Marrot L, Belaidi J P, Chaubo C, Meunier J R, Perez P, Agapakis-Causse C
L'OREAL Advanced Research, Life Sciences Research, Investigative Toxicology Department, Aulnay-sous-bois, France.
Toxicol In Vitro. 2001 Apr;15(2):131-42. doi: 10.1016/s0887-2333(01)00004-2.
Today's lifestyle is often associated with frequent exposure to sunlight, but some xenobiotics used in drugs, cosmetics or food chemicals can produce adverse biological effects when irradiated. In particular, they can increase the risk of photogenotoxicity already due to UV radiation itself. There is thus a need to design appropriate approaches in order to obtain relevant data at the molecular and cellular level in this field. For ethical and practical reasons, in vitro models can be very convenient at least for first evaluation tests. Here, we propose a strategy based on complementary experiments to study the photogenotoxic potential of a compound. The fluoroquinolones BAYy3118 and lomefloxacin were used as standards to demonstrate the performance of each test: photoinduced interaction with supercoiled circular DNA, photomutagenicity in the yeast Saccharomyces cerevisae, induction of DNA photodamage in cultured human skin cells as revealed by comet assay, and finally induction of specific phototoxic stress responses such as p53 activation or melanogenesis stimulation. Such a strategy should help to ensure the safety of products likely to undergo environmental sunlight exposure.

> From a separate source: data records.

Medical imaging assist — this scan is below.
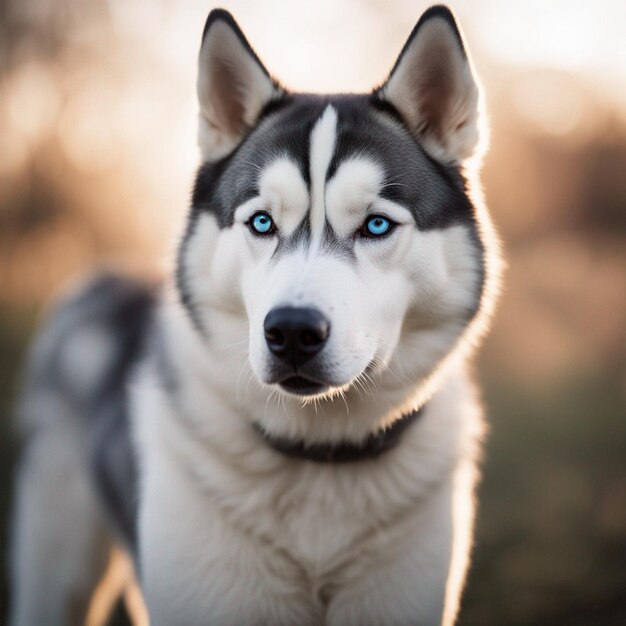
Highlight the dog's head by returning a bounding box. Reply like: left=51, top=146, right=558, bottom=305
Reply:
left=178, top=7, right=498, bottom=404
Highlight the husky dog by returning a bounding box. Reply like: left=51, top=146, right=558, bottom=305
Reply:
left=12, top=6, right=498, bottom=626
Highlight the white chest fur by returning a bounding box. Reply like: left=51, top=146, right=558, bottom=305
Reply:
left=135, top=346, right=480, bottom=626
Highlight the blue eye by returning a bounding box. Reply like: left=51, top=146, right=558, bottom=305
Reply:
left=250, top=213, right=276, bottom=235
left=362, top=215, right=393, bottom=237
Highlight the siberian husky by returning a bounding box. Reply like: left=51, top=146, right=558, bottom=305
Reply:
left=11, top=6, right=498, bottom=626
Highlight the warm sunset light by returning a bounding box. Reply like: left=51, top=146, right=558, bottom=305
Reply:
left=0, top=0, right=626, bottom=626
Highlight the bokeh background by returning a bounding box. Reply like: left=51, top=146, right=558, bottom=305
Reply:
left=0, top=0, right=626, bottom=626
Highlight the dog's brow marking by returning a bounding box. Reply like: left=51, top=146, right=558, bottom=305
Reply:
left=310, top=104, right=337, bottom=243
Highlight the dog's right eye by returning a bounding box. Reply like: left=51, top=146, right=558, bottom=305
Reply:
left=248, top=211, right=276, bottom=235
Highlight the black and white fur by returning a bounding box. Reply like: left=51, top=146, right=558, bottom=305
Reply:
left=11, top=6, right=498, bottom=626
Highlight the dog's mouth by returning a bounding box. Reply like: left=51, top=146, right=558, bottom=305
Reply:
left=278, top=376, right=328, bottom=396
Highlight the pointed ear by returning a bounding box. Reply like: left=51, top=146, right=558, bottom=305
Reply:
left=197, top=9, right=283, bottom=161
left=376, top=6, right=479, bottom=163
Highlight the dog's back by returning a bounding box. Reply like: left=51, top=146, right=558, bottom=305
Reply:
left=11, top=273, right=154, bottom=626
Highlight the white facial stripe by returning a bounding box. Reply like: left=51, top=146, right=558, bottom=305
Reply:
left=310, top=104, right=337, bottom=242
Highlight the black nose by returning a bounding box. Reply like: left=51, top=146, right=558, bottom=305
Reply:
left=263, top=307, right=330, bottom=367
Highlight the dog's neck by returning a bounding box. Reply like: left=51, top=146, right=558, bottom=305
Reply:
left=254, top=406, right=424, bottom=463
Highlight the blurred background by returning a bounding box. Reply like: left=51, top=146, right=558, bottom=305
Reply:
left=0, top=0, right=626, bottom=626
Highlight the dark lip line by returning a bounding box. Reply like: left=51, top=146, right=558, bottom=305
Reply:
left=277, top=374, right=330, bottom=396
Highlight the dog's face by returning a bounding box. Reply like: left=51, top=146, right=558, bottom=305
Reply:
left=178, top=8, right=484, bottom=396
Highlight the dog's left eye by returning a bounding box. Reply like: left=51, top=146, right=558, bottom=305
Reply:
left=360, top=215, right=395, bottom=238
left=248, top=211, right=276, bottom=235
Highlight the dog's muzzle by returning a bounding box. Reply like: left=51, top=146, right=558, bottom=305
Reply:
left=263, top=307, right=330, bottom=395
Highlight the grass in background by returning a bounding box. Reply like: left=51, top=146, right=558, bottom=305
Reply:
left=0, top=309, right=626, bottom=626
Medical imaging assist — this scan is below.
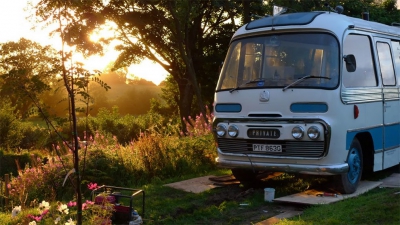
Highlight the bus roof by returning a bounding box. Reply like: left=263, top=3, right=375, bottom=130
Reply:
left=233, top=11, right=400, bottom=38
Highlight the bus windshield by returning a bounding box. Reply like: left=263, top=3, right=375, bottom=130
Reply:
left=217, top=33, right=339, bottom=91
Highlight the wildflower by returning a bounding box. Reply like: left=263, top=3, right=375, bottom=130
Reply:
left=67, top=201, right=76, bottom=207
left=65, top=218, right=75, bottom=225
left=11, top=206, right=21, bottom=217
left=88, top=183, right=97, bottom=190
left=39, top=200, right=50, bottom=214
left=28, top=215, right=43, bottom=221
left=54, top=216, right=61, bottom=224
left=57, top=204, right=69, bottom=214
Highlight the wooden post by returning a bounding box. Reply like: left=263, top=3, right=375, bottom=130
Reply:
left=4, top=174, right=10, bottom=206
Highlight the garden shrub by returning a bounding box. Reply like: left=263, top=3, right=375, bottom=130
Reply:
left=0, top=150, right=42, bottom=176
left=8, top=158, right=72, bottom=208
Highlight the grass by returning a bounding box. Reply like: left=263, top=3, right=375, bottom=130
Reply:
left=277, top=188, right=400, bottom=225
left=138, top=166, right=400, bottom=225
left=0, top=166, right=400, bottom=225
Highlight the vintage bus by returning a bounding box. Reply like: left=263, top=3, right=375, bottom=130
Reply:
left=213, top=8, right=400, bottom=193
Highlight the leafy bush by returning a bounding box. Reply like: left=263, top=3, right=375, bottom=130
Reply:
left=7, top=158, right=72, bottom=208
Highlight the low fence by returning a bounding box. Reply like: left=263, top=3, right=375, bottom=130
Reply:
left=0, top=174, right=10, bottom=210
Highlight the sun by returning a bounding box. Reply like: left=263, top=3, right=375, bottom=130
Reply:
left=86, top=22, right=168, bottom=85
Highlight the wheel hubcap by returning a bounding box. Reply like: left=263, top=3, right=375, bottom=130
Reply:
left=347, top=149, right=361, bottom=184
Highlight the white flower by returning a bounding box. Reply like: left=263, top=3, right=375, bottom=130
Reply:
left=58, top=204, right=69, bottom=214
left=11, top=206, right=21, bottom=217
left=65, top=218, right=75, bottom=225
left=39, top=200, right=50, bottom=214
left=54, top=216, right=61, bottom=224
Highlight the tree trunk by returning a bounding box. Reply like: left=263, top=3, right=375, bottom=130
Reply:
left=177, top=79, right=193, bottom=133
left=242, top=0, right=251, bottom=24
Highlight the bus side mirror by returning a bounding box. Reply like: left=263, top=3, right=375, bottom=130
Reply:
left=343, top=54, right=357, bottom=73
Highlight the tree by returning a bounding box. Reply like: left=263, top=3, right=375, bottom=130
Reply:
left=31, top=0, right=268, bottom=131
left=0, top=38, right=61, bottom=117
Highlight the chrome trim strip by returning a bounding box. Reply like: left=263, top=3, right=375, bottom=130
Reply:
left=383, top=145, right=400, bottom=152
left=217, top=148, right=327, bottom=160
left=347, top=123, right=383, bottom=133
left=351, top=26, right=400, bottom=37
left=385, top=122, right=400, bottom=126
left=216, top=158, right=349, bottom=175
left=340, top=88, right=383, bottom=104
left=383, top=87, right=400, bottom=101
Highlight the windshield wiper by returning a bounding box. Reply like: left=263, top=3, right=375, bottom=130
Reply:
left=282, top=75, right=331, bottom=91
left=229, top=78, right=265, bottom=93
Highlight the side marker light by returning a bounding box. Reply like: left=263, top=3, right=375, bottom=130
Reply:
left=354, top=105, right=360, bottom=119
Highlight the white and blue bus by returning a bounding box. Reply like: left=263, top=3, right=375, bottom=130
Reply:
left=213, top=8, right=400, bottom=193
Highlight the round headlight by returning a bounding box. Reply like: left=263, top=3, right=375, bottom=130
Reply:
left=215, top=124, right=226, bottom=137
left=307, top=126, right=320, bottom=140
left=228, top=125, right=239, bottom=137
left=292, top=126, right=304, bottom=139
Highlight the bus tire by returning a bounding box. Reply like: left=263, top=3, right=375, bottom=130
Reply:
left=338, top=138, right=363, bottom=194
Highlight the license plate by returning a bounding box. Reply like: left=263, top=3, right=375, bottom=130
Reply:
left=253, top=144, right=282, bottom=152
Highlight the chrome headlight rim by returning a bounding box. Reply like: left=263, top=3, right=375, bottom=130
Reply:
left=292, top=126, right=305, bottom=140
left=307, top=126, right=321, bottom=140
left=215, top=124, right=227, bottom=137
left=228, top=125, right=239, bottom=137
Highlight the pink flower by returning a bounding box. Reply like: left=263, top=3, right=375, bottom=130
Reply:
left=88, top=183, right=97, bottom=190
left=67, top=201, right=76, bottom=207
left=28, top=215, right=42, bottom=222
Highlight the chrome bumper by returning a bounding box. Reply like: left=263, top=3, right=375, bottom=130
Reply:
left=215, top=158, right=349, bottom=175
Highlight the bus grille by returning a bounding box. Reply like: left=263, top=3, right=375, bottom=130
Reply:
left=218, top=138, right=324, bottom=158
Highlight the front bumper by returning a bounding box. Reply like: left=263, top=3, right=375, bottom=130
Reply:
left=216, top=158, right=349, bottom=175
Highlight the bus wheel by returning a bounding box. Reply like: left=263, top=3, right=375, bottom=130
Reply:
left=339, top=138, right=363, bottom=194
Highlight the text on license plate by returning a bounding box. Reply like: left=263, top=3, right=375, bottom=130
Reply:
left=253, top=144, right=282, bottom=152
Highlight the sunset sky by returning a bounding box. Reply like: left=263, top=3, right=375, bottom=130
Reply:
left=0, top=0, right=168, bottom=85
left=0, top=0, right=400, bottom=85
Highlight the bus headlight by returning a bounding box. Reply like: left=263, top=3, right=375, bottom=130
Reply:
left=228, top=125, right=239, bottom=137
left=307, top=126, right=320, bottom=140
left=215, top=124, right=226, bottom=137
left=292, top=126, right=304, bottom=139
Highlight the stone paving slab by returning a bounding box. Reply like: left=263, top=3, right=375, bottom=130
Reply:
left=164, top=175, right=220, bottom=193
left=380, top=173, right=400, bottom=188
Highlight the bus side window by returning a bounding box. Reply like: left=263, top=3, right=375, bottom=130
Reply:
left=342, top=34, right=378, bottom=87
left=376, top=42, right=396, bottom=85
left=392, top=41, right=400, bottom=79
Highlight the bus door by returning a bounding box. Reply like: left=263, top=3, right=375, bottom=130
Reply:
left=375, top=38, right=400, bottom=169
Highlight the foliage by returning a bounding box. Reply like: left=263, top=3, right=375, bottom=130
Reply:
left=8, top=158, right=70, bottom=208
left=0, top=148, right=44, bottom=176
left=30, top=0, right=260, bottom=126
left=6, top=193, right=114, bottom=225
left=0, top=98, right=23, bottom=149
left=0, top=38, right=60, bottom=117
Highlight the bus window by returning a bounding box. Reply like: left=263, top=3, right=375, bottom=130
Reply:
left=343, top=34, right=377, bottom=87
left=392, top=41, right=400, bottom=77
left=376, top=42, right=396, bottom=85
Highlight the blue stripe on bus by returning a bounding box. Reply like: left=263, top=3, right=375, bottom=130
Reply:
left=290, top=103, right=328, bottom=113
left=346, top=124, right=400, bottom=151
left=385, top=124, right=400, bottom=148
left=215, top=104, right=242, bottom=112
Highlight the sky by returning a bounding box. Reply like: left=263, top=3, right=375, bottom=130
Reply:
left=0, top=0, right=400, bottom=85
left=0, top=0, right=168, bottom=85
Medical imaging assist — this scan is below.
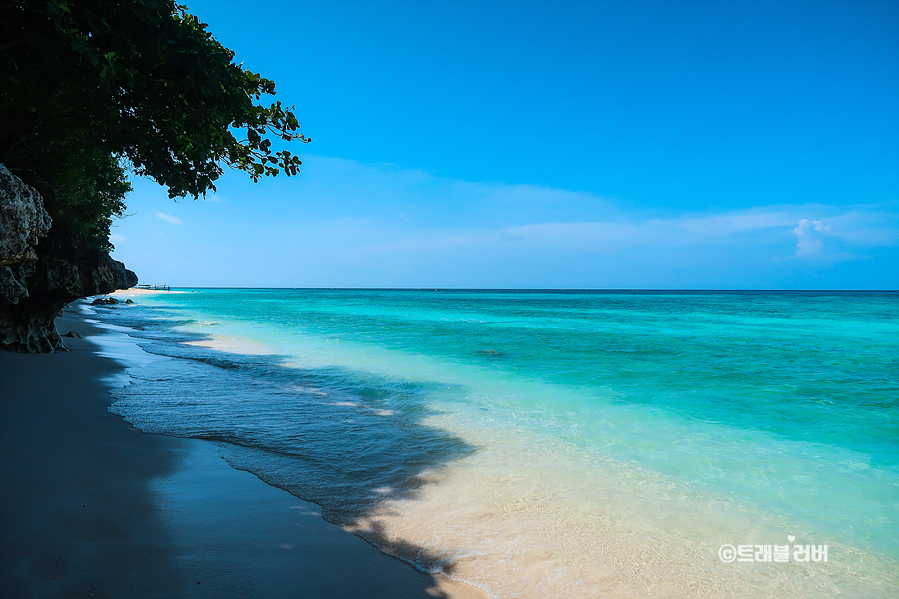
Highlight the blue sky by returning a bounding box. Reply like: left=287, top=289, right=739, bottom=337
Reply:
left=113, top=0, right=899, bottom=289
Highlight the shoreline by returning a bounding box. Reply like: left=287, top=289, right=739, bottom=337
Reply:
left=0, top=308, right=484, bottom=599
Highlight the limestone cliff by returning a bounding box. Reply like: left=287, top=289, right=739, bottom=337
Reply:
left=0, top=165, right=137, bottom=352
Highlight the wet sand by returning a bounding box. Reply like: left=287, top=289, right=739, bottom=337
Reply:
left=0, top=309, right=484, bottom=599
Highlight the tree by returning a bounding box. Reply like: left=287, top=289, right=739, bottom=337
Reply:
left=0, top=0, right=310, bottom=247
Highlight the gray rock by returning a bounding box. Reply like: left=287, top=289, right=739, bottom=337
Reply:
left=0, top=165, right=137, bottom=353
left=0, top=164, right=53, bottom=266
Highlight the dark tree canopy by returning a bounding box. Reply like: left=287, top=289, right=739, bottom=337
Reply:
left=0, top=0, right=309, bottom=244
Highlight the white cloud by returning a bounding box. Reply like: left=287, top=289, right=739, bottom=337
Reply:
left=156, top=210, right=183, bottom=225
left=793, top=218, right=830, bottom=258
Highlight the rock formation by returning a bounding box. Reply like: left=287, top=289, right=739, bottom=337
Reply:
left=0, top=165, right=137, bottom=352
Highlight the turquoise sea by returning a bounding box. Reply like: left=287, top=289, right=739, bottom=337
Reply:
left=86, top=289, right=899, bottom=598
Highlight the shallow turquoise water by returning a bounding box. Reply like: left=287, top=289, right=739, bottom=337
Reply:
left=98, top=289, right=899, bottom=592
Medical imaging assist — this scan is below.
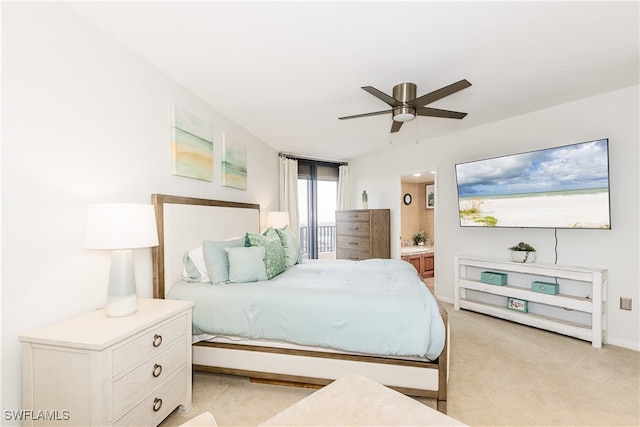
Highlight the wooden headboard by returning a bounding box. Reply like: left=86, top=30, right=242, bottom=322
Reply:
left=151, top=194, right=260, bottom=298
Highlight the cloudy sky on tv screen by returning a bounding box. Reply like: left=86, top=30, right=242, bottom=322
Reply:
left=456, top=139, right=610, bottom=228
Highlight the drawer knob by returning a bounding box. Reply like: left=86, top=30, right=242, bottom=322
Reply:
left=153, top=334, right=162, bottom=347
left=152, top=363, right=162, bottom=378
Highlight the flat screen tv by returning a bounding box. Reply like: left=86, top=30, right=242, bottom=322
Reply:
left=456, top=139, right=611, bottom=229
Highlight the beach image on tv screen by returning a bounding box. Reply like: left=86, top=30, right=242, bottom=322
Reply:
left=456, top=139, right=611, bottom=229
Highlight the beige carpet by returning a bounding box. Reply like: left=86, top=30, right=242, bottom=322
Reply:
left=162, top=304, right=640, bottom=426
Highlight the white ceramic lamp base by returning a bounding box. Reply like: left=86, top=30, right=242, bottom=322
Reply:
left=105, top=250, right=138, bottom=317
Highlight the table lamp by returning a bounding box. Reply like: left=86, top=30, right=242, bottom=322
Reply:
left=267, top=211, right=289, bottom=228
left=84, top=203, right=158, bottom=317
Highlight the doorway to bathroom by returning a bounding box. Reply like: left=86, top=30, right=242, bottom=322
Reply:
left=400, top=171, right=437, bottom=292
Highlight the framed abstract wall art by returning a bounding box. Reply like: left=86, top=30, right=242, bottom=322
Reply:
left=222, top=134, right=247, bottom=190
left=171, top=105, right=214, bottom=181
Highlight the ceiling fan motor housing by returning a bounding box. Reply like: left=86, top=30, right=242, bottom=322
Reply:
left=393, top=83, right=416, bottom=122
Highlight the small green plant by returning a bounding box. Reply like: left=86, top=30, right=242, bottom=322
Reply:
left=460, top=197, right=484, bottom=217
left=509, top=242, right=536, bottom=252
left=474, top=216, right=498, bottom=227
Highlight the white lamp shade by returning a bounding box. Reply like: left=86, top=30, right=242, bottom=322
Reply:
left=84, top=203, right=158, bottom=249
left=267, top=211, right=289, bottom=228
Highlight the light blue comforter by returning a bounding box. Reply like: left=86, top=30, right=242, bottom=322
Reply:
left=167, top=259, right=445, bottom=360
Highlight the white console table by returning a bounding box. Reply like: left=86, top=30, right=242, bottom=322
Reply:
left=454, top=256, right=607, bottom=348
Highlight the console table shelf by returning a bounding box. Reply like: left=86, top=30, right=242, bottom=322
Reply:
left=454, top=256, right=607, bottom=348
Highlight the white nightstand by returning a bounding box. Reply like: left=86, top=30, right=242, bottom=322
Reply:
left=20, top=298, right=193, bottom=426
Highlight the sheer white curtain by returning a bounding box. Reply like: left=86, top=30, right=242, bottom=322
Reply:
left=336, top=165, right=351, bottom=210
left=279, top=156, right=300, bottom=237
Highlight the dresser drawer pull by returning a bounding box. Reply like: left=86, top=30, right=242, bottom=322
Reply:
left=153, top=334, right=162, bottom=347
left=151, top=363, right=162, bottom=378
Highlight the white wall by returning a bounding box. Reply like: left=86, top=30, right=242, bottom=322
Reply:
left=350, top=86, right=640, bottom=350
left=1, top=2, right=278, bottom=421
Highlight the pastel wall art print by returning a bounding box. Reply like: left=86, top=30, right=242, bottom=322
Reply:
left=222, top=134, right=247, bottom=190
left=171, top=105, right=214, bottom=181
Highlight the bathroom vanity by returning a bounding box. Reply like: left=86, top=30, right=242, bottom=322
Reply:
left=400, top=245, right=434, bottom=279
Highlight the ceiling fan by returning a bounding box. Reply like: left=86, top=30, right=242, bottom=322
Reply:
left=339, top=79, right=471, bottom=133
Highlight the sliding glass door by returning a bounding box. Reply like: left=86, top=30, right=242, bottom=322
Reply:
left=298, top=160, right=339, bottom=259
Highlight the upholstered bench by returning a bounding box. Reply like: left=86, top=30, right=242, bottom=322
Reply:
left=260, top=374, right=465, bottom=426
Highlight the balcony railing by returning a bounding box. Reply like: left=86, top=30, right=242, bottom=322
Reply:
left=300, top=225, right=336, bottom=255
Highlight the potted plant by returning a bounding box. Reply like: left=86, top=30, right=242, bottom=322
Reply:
left=509, top=242, right=536, bottom=262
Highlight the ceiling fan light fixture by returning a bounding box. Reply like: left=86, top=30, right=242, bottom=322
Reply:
left=393, top=107, right=416, bottom=122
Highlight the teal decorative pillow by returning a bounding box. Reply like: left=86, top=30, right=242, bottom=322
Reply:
left=202, top=237, right=244, bottom=285
left=225, top=246, right=267, bottom=283
left=276, top=225, right=300, bottom=268
left=245, top=228, right=286, bottom=279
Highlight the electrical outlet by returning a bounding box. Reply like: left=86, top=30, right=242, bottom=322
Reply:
left=620, top=297, right=631, bottom=310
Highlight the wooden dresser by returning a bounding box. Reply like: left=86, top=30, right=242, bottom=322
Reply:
left=336, top=209, right=391, bottom=260
left=20, top=299, right=193, bottom=426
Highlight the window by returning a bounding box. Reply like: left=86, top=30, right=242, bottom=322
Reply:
left=298, top=160, right=339, bottom=259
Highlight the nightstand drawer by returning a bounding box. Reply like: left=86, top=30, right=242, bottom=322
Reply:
left=113, top=368, right=191, bottom=426
left=336, top=222, right=370, bottom=238
left=112, top=337, right=187, bottom=416
left=112, top=316, right=191, bottom=377
left=336, top=236, right=371, bottom=253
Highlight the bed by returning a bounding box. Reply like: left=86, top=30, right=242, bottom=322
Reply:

如今的生活方式常常与频繁接触阳光相关,但药物、化妆品或食品化学制品中使用的某些外源性物质在受到光照时会产生不良生物学效应。特别是,它们已经会因紫外线辐射本身而增加光遗传毒性的风险。因此,有必要设计适当的方法,以便在该领域的分子和细胞水平上获得相关数据。出于伦理和实际原因,体外模型至少对于初步评估测试可能非常方便。在此,我们提出一种基于互补实验的策略,以研究化合物的光遗传毒性潜力。氟喹诺酮类药物BAYy3118和洛美沙星用作标准品,以证明每项测试的性能:与超螺旋环状DNA的光诱导相互作用、在酿酒酵母中的光致突变性、彗星试验显示的在培养的人皮肤细胞中DNA光损伤的诱导,以及最后诱导特定的光毒性应激反应,如p53激活或黑素生成刺激。这样一种策略应有助于确保可能遭受环境阳光照射的产品的安全性。